Così, questa volta non senza qualche contributo dalle parti dell’opposizione, i nostri governanti hanno scagliato le loro coraggiosissime invettive contro i ragazzi e le ragazze di Ultima generazione, colpevoli di imbrattare i monumenti. Il ministro della cultura Gennaro Sangiuliano, uno che l’altro giorno al Salone del libro di Torino si è vantato di possedere «quindicimila libri» (dite la verità: quante persone erudite conoscete che contano uno a uno i volumi impilati nelle loro librerie?) ha ovviamente invocato pene più severe contro gli aggressori del patrimonio. Eppure da anni, al primo accenno di protesta, i politici pur riconoscendo la legittimità di ogni opinione (signora mia, ci mancherebbe) esortano strumentalmente i manifestanti a sposare tecniche pacifiche, come se ogni volta si trovassero di fronte a minacce eversive. Eccoli accontentati, per la prima volta assistiamo alle azioni di un movimento nonviolento: gli attivisti si consegnano agli uomini in divisa con calma olimpica, ma non va bene neppure questo. Adesso che i cambiamenti climatici mostrano il loro volto apocalittico anche nelle nostre città, l’incontenibile Ignazio La Russa esorta quegli stessi che disperatamente avevano lanciato grida d’allarme sul global warming ad andare a spalare in Romagna, come se questo non stesse avvenendo.
E che dire degli studenti accampati in mezz’Italia per denunciare la disastrosa condizione degli affitti nelle città universitarie? Da giorni si sprecano le dichiarazioni reazionarie di politici e opinionisti sulla retorica dei sacrifici. Il concetto, in questo caso, è che un ventenne che reclama il diritto di abitare in città sia un bamboccione viziato, da riportare alla dura legge della vita al tempo della crisi. Devono andarsene all’estrema periferia, dicono editorialisti e parlamentari dalle loro terrazze vista duomo, dove i prezzi sono più abbordabili (il che è falso) o addirittura in un comune limitrofo. Il cerchio qui si chiude: dopo anni di guerra alla «movida» e allarmi sul decoro volti ad addomesticare le zone urbane popolate dai giovani (leggi: chiudere gli spazi pubblici a chi non paga), ecco che si sancisce definitivamente che i centri cittadini sono da intendersi come gated communities riservate ai ricchi o parchi a tema destinati ai turisti consuma-e-fuggi. Se ne vadano al di là delle mura di cinta, che diamine! Magari, già che ci sono, ne approfittino per spezzarsi la schiena lavorando nei campi, come da appello del ministro dell’agricoltura Francesco Lollobrigida.

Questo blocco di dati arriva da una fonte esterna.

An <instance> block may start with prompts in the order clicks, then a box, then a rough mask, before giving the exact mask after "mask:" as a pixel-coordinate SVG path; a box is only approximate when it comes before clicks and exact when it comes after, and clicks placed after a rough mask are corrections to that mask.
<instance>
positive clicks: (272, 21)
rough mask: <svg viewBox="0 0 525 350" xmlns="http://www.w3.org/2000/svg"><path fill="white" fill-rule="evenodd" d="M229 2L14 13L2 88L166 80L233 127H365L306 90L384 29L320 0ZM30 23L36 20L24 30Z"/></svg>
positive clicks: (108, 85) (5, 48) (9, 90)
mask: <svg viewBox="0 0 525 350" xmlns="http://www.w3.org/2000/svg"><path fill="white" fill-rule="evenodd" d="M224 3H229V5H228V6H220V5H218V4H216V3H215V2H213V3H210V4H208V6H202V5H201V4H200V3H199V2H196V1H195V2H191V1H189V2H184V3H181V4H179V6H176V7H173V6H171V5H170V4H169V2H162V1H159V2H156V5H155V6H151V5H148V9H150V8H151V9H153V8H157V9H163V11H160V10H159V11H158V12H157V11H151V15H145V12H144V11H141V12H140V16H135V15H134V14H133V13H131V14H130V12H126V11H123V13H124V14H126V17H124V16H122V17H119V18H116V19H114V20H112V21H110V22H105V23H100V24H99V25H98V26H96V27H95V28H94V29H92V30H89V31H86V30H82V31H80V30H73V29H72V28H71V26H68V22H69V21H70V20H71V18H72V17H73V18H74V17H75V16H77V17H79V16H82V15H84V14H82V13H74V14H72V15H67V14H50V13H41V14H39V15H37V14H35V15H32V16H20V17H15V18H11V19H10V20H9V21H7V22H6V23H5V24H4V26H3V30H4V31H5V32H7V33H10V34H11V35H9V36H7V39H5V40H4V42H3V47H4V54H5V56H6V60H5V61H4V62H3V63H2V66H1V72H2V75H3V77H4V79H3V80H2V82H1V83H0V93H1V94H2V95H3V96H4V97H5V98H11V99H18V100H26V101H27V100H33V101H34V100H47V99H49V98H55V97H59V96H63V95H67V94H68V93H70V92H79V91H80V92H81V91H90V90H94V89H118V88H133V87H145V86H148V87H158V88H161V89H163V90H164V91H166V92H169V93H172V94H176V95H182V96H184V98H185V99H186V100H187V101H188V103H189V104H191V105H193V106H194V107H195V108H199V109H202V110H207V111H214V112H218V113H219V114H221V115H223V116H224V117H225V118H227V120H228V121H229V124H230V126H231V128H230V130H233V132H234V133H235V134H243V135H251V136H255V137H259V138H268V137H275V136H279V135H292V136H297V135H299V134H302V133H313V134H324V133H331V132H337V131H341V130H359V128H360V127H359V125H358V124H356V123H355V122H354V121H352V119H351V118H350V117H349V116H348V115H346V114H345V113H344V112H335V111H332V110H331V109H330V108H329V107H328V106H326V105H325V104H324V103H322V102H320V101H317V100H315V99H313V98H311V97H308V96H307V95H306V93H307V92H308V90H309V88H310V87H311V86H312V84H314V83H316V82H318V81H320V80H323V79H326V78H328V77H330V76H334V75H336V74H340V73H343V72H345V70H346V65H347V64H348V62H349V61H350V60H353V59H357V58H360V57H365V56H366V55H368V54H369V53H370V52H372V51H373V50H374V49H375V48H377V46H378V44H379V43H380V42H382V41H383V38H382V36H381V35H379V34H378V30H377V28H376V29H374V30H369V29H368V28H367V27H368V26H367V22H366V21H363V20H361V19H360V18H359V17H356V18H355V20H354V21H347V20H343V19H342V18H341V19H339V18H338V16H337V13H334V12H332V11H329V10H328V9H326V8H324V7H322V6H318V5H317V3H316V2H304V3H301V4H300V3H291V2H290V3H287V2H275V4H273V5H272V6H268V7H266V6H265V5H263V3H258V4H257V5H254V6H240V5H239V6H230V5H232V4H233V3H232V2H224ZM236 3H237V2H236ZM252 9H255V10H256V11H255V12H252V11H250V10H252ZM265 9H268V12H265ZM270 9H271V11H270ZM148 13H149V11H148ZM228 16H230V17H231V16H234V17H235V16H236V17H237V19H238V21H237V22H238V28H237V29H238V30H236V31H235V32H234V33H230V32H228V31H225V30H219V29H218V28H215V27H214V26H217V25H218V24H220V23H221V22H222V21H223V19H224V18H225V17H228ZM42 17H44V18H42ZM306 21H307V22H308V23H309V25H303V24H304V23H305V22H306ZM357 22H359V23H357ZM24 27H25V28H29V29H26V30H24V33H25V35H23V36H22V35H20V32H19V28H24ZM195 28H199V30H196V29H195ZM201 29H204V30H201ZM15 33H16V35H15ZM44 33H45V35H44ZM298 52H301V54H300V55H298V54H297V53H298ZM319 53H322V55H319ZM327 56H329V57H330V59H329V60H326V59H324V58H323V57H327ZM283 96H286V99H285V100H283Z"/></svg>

C’è anche un’altra notizia, però. Ed è anche questa positiva: soltanto la miopia di chi sta in alto può far pensare che ci si trovi davanti a una questione esclusivamente generazionale. I cosiddetti «giovani», quelli che attirano le campagne di odio di maschi attovagliati ai banchetti del potere, si mobilitano perché hanno meno sconfitte sulle spalle e magari più energie in corpo. Ma pongono questioni generali che difficilmente si possono rinchiudere dentro lo schema della rivalsa adolescenziale. Parlano della sopravvivenza della specie e del diritto alla città, del modello di sviluppo e delle forme di vita in comune contro il mercato selvaggio. Discorsi «da grandi» all’epoca dei potenti piccoli piccoli.